Verification / Alternative check:
As a check, evaluate 9^8 and 9^9. The value 9^8 is 43046721, which is less than 10^8 (that is, 100000000). The value 9^9 is 387420489, which is greater than 10^8. Therefore 9^8 < 10^8 but 9^9 ≥ 10^8. This confirms that n = 8 is the greatest natural number that satisfies the inequality.

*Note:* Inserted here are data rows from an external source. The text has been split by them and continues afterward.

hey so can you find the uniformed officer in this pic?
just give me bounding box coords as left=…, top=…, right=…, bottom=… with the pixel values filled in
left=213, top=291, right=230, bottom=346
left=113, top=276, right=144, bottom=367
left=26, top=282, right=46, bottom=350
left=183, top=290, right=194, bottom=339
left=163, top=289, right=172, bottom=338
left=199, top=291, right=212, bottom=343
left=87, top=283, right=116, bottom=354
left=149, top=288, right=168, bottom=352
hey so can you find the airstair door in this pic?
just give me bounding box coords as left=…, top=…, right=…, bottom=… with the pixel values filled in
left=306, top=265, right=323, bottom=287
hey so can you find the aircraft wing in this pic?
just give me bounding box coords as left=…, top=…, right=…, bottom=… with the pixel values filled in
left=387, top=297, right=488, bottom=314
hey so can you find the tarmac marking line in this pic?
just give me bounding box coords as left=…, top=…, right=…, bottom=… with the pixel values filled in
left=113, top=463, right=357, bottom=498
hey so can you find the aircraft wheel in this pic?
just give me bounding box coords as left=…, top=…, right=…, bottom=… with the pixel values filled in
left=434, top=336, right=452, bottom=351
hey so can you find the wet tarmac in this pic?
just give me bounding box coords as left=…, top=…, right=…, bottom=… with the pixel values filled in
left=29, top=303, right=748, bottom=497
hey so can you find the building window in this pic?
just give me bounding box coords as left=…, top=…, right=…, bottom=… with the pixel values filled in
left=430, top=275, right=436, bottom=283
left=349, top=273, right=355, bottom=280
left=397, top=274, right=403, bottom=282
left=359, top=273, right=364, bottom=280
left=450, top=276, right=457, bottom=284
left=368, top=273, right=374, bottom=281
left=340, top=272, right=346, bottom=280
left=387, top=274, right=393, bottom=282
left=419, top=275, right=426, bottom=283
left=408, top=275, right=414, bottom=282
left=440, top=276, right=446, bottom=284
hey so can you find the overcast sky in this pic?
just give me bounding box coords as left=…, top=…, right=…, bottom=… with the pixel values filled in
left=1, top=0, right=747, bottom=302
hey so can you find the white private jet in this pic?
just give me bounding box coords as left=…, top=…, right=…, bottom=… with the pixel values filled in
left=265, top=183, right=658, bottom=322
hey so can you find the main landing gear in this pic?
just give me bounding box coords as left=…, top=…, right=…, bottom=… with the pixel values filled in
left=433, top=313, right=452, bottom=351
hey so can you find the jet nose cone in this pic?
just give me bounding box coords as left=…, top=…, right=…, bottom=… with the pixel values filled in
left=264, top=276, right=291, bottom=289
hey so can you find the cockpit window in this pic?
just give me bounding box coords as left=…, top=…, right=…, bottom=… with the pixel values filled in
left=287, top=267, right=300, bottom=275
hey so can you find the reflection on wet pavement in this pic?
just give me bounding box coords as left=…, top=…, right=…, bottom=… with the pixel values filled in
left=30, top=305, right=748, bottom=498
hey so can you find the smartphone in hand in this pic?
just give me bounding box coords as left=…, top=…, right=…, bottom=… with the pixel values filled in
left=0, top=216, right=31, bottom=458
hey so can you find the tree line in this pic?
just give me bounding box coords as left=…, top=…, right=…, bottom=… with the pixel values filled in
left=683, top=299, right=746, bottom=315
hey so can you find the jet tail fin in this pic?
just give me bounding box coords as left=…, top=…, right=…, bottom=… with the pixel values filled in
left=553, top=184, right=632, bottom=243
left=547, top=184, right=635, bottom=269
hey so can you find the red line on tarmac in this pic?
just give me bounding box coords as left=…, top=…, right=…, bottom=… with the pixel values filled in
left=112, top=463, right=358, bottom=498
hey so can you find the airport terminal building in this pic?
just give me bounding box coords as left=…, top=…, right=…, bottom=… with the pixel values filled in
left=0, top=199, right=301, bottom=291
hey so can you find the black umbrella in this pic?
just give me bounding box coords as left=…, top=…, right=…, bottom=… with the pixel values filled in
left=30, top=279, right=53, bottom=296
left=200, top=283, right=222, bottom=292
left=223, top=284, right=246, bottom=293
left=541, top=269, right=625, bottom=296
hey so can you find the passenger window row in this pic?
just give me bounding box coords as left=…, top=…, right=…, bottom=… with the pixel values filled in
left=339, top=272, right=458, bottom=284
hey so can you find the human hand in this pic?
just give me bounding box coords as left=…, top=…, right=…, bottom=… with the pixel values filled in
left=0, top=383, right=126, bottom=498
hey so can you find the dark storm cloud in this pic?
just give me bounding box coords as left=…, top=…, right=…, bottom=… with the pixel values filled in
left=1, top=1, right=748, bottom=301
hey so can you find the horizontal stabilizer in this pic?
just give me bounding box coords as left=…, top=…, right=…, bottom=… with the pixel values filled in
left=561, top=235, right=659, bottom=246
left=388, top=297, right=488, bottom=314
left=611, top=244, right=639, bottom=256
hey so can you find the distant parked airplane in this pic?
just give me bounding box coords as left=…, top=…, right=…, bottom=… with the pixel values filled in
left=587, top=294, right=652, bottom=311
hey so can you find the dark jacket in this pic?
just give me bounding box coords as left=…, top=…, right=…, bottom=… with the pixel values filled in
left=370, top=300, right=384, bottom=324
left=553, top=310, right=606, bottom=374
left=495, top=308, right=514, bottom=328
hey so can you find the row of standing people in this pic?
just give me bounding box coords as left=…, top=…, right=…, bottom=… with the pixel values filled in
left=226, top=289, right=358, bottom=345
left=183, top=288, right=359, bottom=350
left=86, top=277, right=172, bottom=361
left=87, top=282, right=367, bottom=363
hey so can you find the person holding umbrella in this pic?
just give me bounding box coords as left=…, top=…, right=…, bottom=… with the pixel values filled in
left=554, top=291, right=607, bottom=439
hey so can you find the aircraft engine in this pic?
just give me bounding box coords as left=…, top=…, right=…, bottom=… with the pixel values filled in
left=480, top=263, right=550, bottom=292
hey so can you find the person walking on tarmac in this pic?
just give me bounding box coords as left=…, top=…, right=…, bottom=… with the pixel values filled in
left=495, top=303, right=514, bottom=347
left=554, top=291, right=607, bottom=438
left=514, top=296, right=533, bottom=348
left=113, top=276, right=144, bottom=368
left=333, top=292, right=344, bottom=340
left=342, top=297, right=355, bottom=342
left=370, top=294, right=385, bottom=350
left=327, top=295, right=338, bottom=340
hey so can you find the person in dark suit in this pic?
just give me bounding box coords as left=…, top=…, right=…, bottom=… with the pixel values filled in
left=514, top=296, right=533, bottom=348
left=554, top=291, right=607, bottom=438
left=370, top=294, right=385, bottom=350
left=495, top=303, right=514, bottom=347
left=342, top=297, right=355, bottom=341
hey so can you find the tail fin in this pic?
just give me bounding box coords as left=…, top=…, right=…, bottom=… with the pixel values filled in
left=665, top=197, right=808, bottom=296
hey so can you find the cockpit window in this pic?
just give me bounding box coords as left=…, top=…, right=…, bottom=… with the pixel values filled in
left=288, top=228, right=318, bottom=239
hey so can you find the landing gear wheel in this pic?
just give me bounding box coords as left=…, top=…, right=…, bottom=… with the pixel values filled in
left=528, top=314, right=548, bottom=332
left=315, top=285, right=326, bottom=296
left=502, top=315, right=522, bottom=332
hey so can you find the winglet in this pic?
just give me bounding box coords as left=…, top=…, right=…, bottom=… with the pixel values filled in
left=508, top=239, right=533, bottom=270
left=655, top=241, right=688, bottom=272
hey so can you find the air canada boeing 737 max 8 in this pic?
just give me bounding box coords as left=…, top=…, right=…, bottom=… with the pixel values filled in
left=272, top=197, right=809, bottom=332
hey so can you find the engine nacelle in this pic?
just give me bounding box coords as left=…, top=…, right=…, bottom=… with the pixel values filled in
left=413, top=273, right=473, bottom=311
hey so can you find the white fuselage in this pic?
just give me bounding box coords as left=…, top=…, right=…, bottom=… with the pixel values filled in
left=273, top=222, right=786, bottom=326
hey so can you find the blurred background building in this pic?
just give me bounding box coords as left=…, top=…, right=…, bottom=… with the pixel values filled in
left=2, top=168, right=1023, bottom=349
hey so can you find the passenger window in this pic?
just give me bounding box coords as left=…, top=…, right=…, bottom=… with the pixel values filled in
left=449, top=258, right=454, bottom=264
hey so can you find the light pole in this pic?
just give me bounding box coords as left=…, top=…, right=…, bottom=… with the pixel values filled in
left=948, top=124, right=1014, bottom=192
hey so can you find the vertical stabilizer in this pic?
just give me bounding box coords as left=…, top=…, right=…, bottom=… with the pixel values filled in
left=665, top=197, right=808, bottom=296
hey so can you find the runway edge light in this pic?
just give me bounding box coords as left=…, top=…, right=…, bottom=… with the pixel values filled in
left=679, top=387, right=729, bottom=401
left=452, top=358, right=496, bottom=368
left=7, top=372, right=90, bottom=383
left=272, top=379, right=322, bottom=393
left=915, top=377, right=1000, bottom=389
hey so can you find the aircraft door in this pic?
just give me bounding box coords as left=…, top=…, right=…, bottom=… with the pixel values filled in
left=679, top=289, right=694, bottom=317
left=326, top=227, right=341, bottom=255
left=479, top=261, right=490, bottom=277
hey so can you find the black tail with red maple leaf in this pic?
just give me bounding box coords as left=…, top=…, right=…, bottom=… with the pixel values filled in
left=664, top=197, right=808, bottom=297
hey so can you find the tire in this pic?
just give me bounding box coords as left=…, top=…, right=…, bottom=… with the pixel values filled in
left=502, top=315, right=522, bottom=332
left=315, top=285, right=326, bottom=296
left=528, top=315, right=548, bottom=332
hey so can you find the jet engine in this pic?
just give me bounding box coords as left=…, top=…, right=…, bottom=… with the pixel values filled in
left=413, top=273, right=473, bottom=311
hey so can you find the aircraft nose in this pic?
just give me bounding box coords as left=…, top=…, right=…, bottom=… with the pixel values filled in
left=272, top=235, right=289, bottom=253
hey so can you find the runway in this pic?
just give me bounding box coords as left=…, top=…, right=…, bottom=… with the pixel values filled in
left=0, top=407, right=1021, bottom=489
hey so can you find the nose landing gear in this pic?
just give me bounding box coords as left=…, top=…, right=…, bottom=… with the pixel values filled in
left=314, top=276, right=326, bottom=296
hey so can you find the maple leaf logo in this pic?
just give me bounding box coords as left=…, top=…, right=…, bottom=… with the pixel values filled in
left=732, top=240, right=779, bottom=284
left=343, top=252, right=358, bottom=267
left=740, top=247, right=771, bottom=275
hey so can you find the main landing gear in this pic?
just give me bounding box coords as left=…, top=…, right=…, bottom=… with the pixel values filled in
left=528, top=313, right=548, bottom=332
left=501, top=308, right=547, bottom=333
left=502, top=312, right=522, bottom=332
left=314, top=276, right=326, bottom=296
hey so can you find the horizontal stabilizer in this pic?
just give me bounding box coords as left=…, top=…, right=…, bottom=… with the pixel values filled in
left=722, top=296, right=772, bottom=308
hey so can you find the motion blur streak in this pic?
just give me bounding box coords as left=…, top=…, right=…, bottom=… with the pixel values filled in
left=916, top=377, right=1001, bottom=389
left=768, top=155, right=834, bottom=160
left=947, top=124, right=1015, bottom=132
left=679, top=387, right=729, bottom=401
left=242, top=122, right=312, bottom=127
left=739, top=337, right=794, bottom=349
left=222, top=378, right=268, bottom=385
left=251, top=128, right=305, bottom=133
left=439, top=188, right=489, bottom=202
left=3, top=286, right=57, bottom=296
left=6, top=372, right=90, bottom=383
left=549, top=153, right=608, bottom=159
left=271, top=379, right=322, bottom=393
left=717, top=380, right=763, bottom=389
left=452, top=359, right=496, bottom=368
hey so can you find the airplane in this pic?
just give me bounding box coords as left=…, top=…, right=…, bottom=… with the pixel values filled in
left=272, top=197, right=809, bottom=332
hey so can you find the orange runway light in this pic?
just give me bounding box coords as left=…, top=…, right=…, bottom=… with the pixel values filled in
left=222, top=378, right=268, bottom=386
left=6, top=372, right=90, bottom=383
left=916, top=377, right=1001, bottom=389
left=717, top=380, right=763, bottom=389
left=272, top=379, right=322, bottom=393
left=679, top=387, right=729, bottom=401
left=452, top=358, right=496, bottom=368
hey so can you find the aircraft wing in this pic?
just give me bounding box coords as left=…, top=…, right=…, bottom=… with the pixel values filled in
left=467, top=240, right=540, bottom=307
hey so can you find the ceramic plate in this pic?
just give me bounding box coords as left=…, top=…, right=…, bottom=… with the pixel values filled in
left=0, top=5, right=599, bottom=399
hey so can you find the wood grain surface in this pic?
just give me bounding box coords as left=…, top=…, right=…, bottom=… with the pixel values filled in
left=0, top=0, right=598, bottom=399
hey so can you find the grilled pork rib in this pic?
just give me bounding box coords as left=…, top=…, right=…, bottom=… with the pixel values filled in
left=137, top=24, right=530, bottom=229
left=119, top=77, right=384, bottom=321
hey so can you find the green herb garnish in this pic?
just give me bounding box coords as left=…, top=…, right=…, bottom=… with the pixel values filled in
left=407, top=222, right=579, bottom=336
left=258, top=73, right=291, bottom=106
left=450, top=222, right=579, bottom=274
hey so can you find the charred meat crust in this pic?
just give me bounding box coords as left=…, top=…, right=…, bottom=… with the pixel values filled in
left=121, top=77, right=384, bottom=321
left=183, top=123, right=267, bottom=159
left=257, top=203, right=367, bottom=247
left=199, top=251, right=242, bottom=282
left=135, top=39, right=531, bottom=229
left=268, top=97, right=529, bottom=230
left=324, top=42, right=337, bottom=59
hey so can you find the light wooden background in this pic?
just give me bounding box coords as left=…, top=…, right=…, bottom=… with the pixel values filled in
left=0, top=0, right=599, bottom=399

Why Other Options Are Wrong:
The option 7 is too small; it satisfies the inequality but is not the greatest possible value. The options 9 and 10 suggest values that produce powers of 9 that are larger than 10^8, so they violate the inequality. Only n = 8 satisfies the inequality and is the largest such natural number.

Common Pitfalls:
One frequent mistake is to ignore the requirement that n be a natural number and to give a decimal answer like 8.38. Another error is to forget that when taking logarithms, the direction of the inequality remains unchanged because log is an increasing function for positive numbers. Some candidates also forget that log 10 is equal to 1 in base 10, which can lead to incorrect simplification.

Final Answer:
The greatest possible natural number n that satisfies 9^n < 10^8 is 8.